By the way, the term Opt-Out is actually not a synonym for usage reservation. Because an Opt-Out also affects the past, whereas a usage reservation only affects the future. If a usage reservation is given after a read operation by a crawler has taken place, it has no effect on this particular read operation.

What does a recall option look like technically?

For search engines and other crawlers, this option is already available. It is given by the robots.txt file. This file follows a generally established, widely disseminated, and well-known convention. Every search engine that wants to pretend to be law-compliant respects this file.

The robots.txt file of a website is available under the main path, for example at dr-dsgvo.de/robots.txt. It looks like this on my blog:

# robots.txt
User-agent: ia\_archiver
Disallow: /
User-agent: archive.org\_bot
Disallow: /
User-agent: slurp
Disallow: /
User-agent: ChatGPT-User
Disallow: /
User-agent: CCBot
Disallow: /

Additional note: I also use a dynamic bot protection that blocks some search engines as well.

In my robots.txt file, it is declared that the Internet Archive should not crawl my website. This is indicated by the User-Agent named ia_archiver and the directive Disallow. I also prohibit ChatGPT from crawling, as can be inferred from the speaking User-Agent named ChatGPT-User.

Which User-Agent name to use for which search engine, crawler, and AI platform is unknown ad hoc. Large platforms publish the names of their crawlers (User-Agents). A crawler is a program that scrapes online accessible content.

The entire principle of the robots.txt file is based on conventions. Technically, the procedure is extremely simple. If there were no such convention, then there would be no such procedure.

The use reservation of online accessible works against a CI is practically not possible for authors. The reason is the lack of technical convention. Already trained CI models consider no reservations that were only pronounced after training.
Refers to Section 44b(3) of the German Copyright Act.

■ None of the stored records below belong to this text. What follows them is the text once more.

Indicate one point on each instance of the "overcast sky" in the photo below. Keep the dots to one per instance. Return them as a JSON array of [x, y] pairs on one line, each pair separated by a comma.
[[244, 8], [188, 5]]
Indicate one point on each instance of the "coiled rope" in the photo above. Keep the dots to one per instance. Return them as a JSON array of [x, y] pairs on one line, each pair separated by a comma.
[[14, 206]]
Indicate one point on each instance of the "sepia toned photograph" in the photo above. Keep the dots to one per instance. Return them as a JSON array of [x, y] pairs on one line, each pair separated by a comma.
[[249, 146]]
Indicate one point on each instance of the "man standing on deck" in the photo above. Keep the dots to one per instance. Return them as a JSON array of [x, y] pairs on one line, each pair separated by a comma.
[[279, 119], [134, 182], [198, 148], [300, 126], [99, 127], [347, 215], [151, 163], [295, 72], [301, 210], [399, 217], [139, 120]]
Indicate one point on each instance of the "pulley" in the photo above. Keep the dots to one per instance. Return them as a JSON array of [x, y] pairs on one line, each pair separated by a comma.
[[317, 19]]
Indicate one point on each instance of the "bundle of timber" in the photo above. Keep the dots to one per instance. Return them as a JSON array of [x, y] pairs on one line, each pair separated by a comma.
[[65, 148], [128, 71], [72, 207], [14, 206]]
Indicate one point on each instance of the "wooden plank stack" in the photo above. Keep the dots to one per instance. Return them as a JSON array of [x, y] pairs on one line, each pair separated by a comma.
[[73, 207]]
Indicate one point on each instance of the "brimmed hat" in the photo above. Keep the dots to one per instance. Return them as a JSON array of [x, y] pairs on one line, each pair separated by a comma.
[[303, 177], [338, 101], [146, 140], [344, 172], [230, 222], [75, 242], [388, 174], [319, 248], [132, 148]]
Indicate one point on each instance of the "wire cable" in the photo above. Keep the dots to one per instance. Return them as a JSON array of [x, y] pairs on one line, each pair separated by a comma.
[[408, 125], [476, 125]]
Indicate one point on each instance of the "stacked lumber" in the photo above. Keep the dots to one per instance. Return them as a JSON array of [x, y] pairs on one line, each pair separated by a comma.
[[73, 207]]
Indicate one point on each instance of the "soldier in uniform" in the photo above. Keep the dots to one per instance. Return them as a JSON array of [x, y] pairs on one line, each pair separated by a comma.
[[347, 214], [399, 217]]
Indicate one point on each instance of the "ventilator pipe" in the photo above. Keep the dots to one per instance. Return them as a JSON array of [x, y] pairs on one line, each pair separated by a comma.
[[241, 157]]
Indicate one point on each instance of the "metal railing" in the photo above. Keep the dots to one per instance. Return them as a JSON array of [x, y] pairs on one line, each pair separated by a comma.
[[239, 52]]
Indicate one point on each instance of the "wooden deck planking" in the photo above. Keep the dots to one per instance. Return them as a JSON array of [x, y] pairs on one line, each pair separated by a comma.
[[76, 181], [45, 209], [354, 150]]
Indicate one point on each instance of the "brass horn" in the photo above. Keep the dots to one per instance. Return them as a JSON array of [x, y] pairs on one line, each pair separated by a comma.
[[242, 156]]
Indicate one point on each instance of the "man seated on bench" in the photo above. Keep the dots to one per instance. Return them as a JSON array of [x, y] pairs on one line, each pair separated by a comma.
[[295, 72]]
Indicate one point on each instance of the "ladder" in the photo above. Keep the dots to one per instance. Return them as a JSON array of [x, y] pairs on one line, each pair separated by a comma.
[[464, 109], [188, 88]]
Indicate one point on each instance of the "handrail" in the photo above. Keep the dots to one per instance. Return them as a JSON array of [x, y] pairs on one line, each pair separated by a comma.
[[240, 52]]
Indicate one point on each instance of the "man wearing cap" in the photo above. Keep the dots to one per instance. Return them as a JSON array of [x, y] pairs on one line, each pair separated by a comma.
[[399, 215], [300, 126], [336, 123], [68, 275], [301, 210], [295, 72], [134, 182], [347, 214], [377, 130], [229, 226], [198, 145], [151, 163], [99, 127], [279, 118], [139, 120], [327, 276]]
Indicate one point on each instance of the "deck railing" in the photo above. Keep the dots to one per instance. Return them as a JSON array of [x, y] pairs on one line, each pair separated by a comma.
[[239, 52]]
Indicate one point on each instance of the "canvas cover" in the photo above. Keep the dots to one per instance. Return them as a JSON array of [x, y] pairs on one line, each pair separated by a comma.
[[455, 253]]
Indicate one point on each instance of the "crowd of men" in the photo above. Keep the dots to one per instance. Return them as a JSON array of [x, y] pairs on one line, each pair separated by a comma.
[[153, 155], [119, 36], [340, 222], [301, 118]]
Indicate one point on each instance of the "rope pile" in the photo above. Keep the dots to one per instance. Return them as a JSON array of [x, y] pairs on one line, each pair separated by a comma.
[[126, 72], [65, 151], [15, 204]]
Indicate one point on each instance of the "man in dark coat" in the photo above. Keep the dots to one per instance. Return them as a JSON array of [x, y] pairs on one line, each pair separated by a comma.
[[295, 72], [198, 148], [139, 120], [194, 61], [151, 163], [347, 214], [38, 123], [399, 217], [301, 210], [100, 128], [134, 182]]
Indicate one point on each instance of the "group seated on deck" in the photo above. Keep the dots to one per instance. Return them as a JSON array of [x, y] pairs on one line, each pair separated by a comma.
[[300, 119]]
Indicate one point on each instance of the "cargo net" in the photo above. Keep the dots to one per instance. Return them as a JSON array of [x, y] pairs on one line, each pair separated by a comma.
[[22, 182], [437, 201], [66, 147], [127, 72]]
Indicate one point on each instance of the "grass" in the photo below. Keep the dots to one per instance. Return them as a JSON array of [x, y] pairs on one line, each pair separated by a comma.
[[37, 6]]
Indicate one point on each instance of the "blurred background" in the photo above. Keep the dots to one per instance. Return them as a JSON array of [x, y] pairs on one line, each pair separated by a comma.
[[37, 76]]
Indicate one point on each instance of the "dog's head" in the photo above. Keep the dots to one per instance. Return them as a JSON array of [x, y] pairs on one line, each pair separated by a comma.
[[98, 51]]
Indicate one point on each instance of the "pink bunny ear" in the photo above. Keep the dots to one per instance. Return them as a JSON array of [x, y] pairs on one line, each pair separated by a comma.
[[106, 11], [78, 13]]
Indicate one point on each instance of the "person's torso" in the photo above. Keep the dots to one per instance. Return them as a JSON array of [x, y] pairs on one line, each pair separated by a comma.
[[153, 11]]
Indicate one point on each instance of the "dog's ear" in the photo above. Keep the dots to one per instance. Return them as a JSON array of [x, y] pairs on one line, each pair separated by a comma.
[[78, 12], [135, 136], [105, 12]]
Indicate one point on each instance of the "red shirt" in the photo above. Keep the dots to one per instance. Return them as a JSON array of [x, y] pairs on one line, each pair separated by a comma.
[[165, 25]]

Assuming you want to block a new AI platform that was announced in the press yesterday, how do you do it? Initially, you didn't know about this platform until yesterday, so you couldn't even search for its user agent, which you now want to block from today. After all, Roland or Susi could build their own AI model and use a crawler to suck up content from the internet.

They would have to find the technical names for all possible AI platforms, including mine, for all of Roland's platforms from one to 5000, for all of Sisi's AI platforms from one to 13847, for Elon's experiments, for your neighbor's, for all US-based AI companies etc.